Feb 11 Flashcards
(20 cards)
Do plasmids carry essential genes?
No, often genes for resistance or something, they can be lost/transferred easily
What are the 2 main plasmid uses in lab?
Cloning vectors (store and replicate DNA), and expression vectors (produce RNA and could be the protein product too)
What are 3 plasmid key features needed to use them for expression/cloning?
- origin of replication
- Selectable marker (some way to select bacteria with plasmid like antibiotic resistance
- multiple cloning site, has many unique restriction enzyme sites
What is stringient or relaxed regulation of replication?
Stringent uses host cell’s proteins, relaxed does not
What happens with plasmids with similar ori’s?
They will compete for same replication machinery, so they are incompatible, not grow well together
What controls the plasmid’s copy number?
the Origin of replication (Ori)
What is pos vs neg selection for cells with the plasmid?
Pos is when presence of plasmid allows cell to live EX: antibiotic resistance, or gene required to produce nutrient that is needed for survival.
Neg is when if have plasmid the cell dies.

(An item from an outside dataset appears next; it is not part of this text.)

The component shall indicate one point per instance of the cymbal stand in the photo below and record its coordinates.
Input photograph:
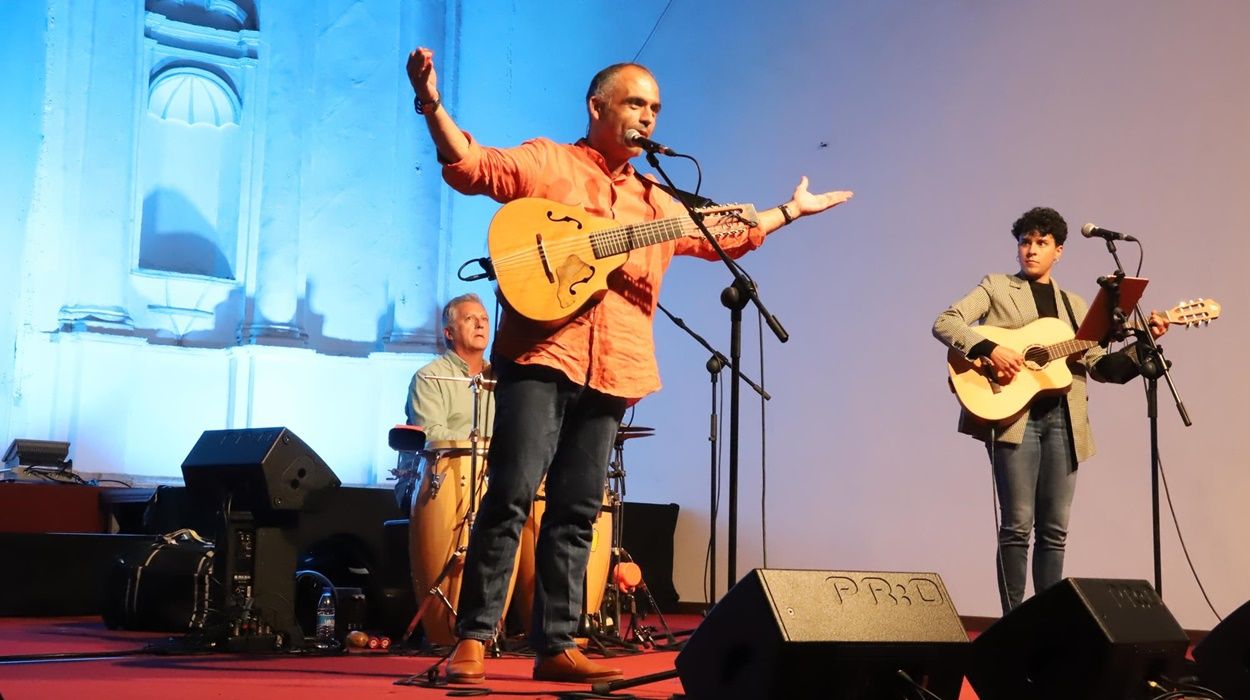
(616, 498)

What is lacZalpha, what is a-complementation?
It is N terminal fragment of lacZ of Bgal. The rest of the AA’s needed for function are laxZM15. They complement eachother to form functional Bgal (alpha-complementation)
What is lactose role in lac operon?
Lactose binds to repressor that would normally prevent lac operon genes transcription, so allows gene transcription now
Bgal is a homo______
tetramer
What is analog of lactose that turns blue when hydrolyzed?
X-gal
How does-Blue white colony screening work?

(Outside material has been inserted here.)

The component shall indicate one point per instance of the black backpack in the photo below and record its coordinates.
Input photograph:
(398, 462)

It is when use plasmid with laxZa, and strain with ZM15. Media has IPTG and X-Gal. IPTG is not metabolized, but does bind to lac repressor so operon turned on. X-gal will be turning blue if plasmid allows both parts of BGAL to come together to be functional
What is phage M13?
It is ssDNA phage, can be used for sequencing,
What conditions to lyse bacterial cells?
SDS and alkaline
How extract plasmids?
After SDS and high pH (denature proteins, chromosomal DNA, but plasmids are supercoiled so unaffected.
Then potassium acetate, potassium dodecyl sulfate is not soluble, and so get rid of all junk, left with plasmids, soluble proteins, ribosomes, RNA in supernatant
How use silica column for plasmid extraction?
High salt makes them bind to column, RNA and proteins don’t bind. Then use low salt to elute plasmids
How do following factors affect DNA migration on agarose gel: Agarose conc, voltage, buffer, dye, DNA conformation?
Agarose conc= more conc. allows better separation of small molecules
Voltage = Lower voltage is slower but better separation
Buffer will affect stuff generally
Dyes are pos, will slow down DNA, make it seem bigger than actual. If all ladder is stained too, then overall cancels out as all affected by dye, could also stain after running gel
DNA conformation: Supercoiled is most compact (appears smaller than actual), then linear, then relaxed circular runs larger than actual
Spectro ratios for DNA contamination?
A260/A230, low ratio indicates contaminating reagents
A260/A280, low ratio indicates proteins or phenol present
What is bioanalyzer?
Get peaks on chromatogram of fluorescence on Y axis, size of DNA on X axis.